4.  e)  All of the above.  ADHD, OCD, BPD, Aperger's Disorder, and Tourette's Syndrome are all neurobiological in origin.

5.  b)  Cylert (pemoline) is an old psuedo-stimulant medication which quickly proved to induce hepatic (liver) failure, both soon after being started and in other cases after many months or even years of use.  It is no longer used in the United States.  Remarkably, this toxic drug is approved for use in some foreign countries!

6.  d)  Abilify is a "major tranquilizer," also known as a "neuroleptic."  It is often featured in TV ads suggesting depressed patients not responding adequately to treatment with standard antidepressants "should ask their doctor about adding Abilify to their treatment regimen."  This is often very helpful.  Other neuroleptics such as Zyprexa, Geodon, Risperdal, and Seroquel are also helpful.

7.  a)  Stimulants are the first choice medications for patients of all ages who have ADHD.  Very young (ages 3-6 y/o) children are often tried with guanfacine (Tenex, Intuniv) or clonidine (Catapres, Kapvay) first when their symptoms are so severe behavioral treatment alone is insufficient.

The non-stimulant Strattera is FDA-approved for treatment of ADHD; it is usually a second or third choice.  Some individuals respond reasonably well to the unusual antidepressant medication Wellbutrin.

8.  a)  Straterra is FDA-approved for treatment of ADHD but is not a stimulant.
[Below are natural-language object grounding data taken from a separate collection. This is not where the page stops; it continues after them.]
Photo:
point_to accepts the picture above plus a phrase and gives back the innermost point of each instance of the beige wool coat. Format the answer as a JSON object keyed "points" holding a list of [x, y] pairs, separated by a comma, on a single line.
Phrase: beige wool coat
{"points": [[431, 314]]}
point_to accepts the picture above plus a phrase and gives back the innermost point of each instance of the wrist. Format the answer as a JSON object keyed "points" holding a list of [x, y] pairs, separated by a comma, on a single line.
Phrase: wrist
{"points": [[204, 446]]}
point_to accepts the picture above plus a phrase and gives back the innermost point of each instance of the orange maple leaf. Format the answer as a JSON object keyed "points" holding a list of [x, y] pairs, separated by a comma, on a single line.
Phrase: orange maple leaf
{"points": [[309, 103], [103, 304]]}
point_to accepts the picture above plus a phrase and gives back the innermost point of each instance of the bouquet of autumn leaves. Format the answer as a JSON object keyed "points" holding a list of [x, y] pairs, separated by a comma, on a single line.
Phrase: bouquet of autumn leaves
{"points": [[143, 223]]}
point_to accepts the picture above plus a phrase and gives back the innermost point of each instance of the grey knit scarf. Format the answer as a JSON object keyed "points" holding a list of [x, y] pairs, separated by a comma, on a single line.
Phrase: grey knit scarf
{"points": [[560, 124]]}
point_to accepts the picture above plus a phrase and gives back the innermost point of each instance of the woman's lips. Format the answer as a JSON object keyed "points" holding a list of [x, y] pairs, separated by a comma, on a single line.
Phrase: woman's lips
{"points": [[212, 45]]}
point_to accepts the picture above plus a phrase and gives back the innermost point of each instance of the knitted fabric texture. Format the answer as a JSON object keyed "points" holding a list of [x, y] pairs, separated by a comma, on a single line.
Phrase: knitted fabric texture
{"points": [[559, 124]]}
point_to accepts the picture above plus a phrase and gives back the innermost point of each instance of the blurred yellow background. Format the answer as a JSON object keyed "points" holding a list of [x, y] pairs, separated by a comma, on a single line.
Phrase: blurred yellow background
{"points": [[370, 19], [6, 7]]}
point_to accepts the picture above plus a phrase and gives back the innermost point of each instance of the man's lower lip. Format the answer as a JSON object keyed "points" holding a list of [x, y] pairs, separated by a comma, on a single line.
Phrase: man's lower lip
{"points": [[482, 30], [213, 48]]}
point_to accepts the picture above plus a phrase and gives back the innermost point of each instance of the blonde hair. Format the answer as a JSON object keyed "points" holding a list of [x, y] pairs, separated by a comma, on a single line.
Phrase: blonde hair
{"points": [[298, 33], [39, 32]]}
9.  True.  Almost all surveys of the incidence of ADHD worldwide reveal this condition affects 7-9% of boys.  Girls are clearly less frequently affected by ADHD than boys, with most surveys suggesting incidence of 5-7%.  Girls often have far more subtle symptoms than boys, so studies conducted in the '80's and '90's tended to report only about a 3-5% incidence of ADHD in girls.

10.  False.  OCD affects about 2.5% of adults.

11.  b)  Ineffective parenting can gravely aggravate childrens symptoms of ADHD, but does not cause this condition.

12.  False.  This theory dates back to the 1970's and by now has been disproven many times over.  Stimulants can generate the side effect of tics in children who have no personal or familial history of Tourette's Syndrome, and sometimes even more problematic tics in children who are known to have Tourette's Syndrome.  However, about 22% of children who have never been treated with ANY medication develop some (almost always very mild) tics during childhood, the same rate of development of tics in children treated with stimulants.  This is no longer a serious concern except for a very small percentage of stimulant-treated children.

13.  False.  The incidence of ADHD has been the same for generations.  ADHD is simply being identified more frequently by parents and teachers now, and more frequently being diagnosed and treated by physicians.

14.  False.  There is never any true "dependency."  Patients being treated for ADHD often stop taking their medications for weeks, months, or years.  (I will discuss this issue elsewhere on this website).  No patients ever "crave" stimulant medications; they usually forget to take them.  there is no sense of a "high" feeling from taking standard doses of stimulants.

15.  False.  About 50-60% of children who have Tourette's Syndrome also have ADHD, and at least 30-40% develop OCD as they enter teen years.